Kafka KTable - shared aggregation across machines - java

Assume that I have a topic with numerous partitions. Im writing K/V data in there and want to aggregate said data in Tumbling Windows by keys.
Assume that I've launched as many worker instances as I have partitions and each worker instance is running on a separate machine.
How would I go about insuring that the resultant aggregations include all values for each key? IE I don't want each worker instance to have some subset of the values.
Is this something that a StateStore would be used for? Does Kafka manage this on its own or do I need to come up with a method?
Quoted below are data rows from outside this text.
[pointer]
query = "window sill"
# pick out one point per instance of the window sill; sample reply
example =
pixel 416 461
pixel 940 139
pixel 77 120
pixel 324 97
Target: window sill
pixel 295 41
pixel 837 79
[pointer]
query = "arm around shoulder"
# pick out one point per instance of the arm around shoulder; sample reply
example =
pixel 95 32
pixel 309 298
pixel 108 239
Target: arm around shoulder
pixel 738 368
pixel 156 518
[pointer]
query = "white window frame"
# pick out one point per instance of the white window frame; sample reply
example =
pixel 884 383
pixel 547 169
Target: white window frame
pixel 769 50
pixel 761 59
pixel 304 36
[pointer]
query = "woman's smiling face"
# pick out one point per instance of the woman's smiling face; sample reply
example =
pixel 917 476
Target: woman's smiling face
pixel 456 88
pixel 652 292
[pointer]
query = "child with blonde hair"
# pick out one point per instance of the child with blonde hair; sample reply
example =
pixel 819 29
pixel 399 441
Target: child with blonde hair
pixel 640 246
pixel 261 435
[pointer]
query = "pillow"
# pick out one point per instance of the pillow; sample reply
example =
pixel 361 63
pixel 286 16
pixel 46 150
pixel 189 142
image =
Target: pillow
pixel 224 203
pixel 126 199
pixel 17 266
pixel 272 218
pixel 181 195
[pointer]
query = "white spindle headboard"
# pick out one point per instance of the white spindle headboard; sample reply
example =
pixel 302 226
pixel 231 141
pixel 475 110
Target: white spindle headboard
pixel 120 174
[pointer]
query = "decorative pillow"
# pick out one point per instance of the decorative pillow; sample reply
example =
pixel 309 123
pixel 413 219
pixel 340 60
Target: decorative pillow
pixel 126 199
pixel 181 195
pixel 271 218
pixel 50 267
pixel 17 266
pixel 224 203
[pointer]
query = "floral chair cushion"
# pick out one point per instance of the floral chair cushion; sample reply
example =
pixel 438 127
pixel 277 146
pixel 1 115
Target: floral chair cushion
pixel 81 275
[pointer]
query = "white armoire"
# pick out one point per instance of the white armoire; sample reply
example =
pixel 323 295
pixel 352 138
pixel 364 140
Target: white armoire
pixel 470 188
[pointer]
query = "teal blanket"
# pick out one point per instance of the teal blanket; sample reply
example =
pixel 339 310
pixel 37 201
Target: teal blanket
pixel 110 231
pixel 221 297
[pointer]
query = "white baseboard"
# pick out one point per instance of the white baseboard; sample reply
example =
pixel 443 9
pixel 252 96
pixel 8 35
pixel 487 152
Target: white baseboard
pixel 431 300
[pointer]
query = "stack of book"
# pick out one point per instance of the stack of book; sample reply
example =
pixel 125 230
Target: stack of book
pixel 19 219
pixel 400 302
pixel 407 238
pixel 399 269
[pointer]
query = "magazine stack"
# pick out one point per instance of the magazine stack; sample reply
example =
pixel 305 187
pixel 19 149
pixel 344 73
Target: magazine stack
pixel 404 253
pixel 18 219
How would I go about insuring that the resultant aggregations include all values for each key? IE I don't want each worker instance to have some subset of the values.
In general, Kafka Streams ensures that all values for the same key will be processed by the same (and only one) stream task, which also means only one application instance (what you described as "worker instance") will process the values for that key. Note that an app instance may run 1+ stream tasks, but these tasks are isolated.
This behavior is achieved through the partitioning of the data, and Kafka Streams ensures that a partition is always processed by the same and only one stream task. The logical link to keys/values is that, in Kafka and Kafka Streams, a key is always sent to the same partition (there is a gotcha here, but I'm not sure whether it makes sense to go into details for the scope of this question), hence one particular partition -- among possible many partitions -- contains all the values for the same key.
In some situations, such as when joining two streams A and B, you must ensure though that the aggregation will operate on the same key to ensure that data from both streams are co-located in the same stream task -- which, again, is all about ensuring that the relevant input stream partitions and thus matching the keys (from A and B, respectively) are made available in the same stream task. A typical method you'd use here is selectKey(). Once that is done, Kafka Streams ensures that, for joining the two streams A and B as well as for creating the joined output stream, all values for the same key will be processed by the same stream task and thus the same application instance.
Example:
Stream A has key userId with value { georegion }.
Stream B has key georegion with value { continent, description }.
Joining two streams only works (as of Kafka 0.10.0) when both streams use the same key. In this example, this means that you must re-key (and thus re-partition) stream A so that the resulting key is changed from userId to georegion. Otherwise, as of Kafka 0.10, you can't join A and B because data is not co-located in the stream task that is responsible for actually performing the join.
In this example, you could re-key/re-partition stream A via:
// Kafka 0.10.0.x (latest stable release as of Sep 2016)
A.map((userId, georegion) -> KeyValue.pair(georegion, userId)).through("rekeyed-topic")
// Upcoming versions of Kafka (not released yet)
A.map((userId, georegion) -> KeyValue.pair(georegion, userId))
The through() call is only required in Kafka 0.10.0 to actually trigger re-partitioning, and later versions of Kafka will do these automatically for you (this upcoming functionality is already completed and available in Kafka trunk).
Is this something that a StateStore would be used for? Does Kafka manage this on its own or do I need to come up with a method?
In general, no. The behavior above is achieved through partitioning, not through state stores.
Sometimes state stores are involved because of the operations you have defined for a stream, which might explain why you were asking this question. For example, a windowing operation will require state to be managed, and thus a state store will be created behind the scenes. But your actual question -- "insuring that the resultant aggregations include all values for each key" -- has nothing to do with state stores, it's about the partitioning behavior.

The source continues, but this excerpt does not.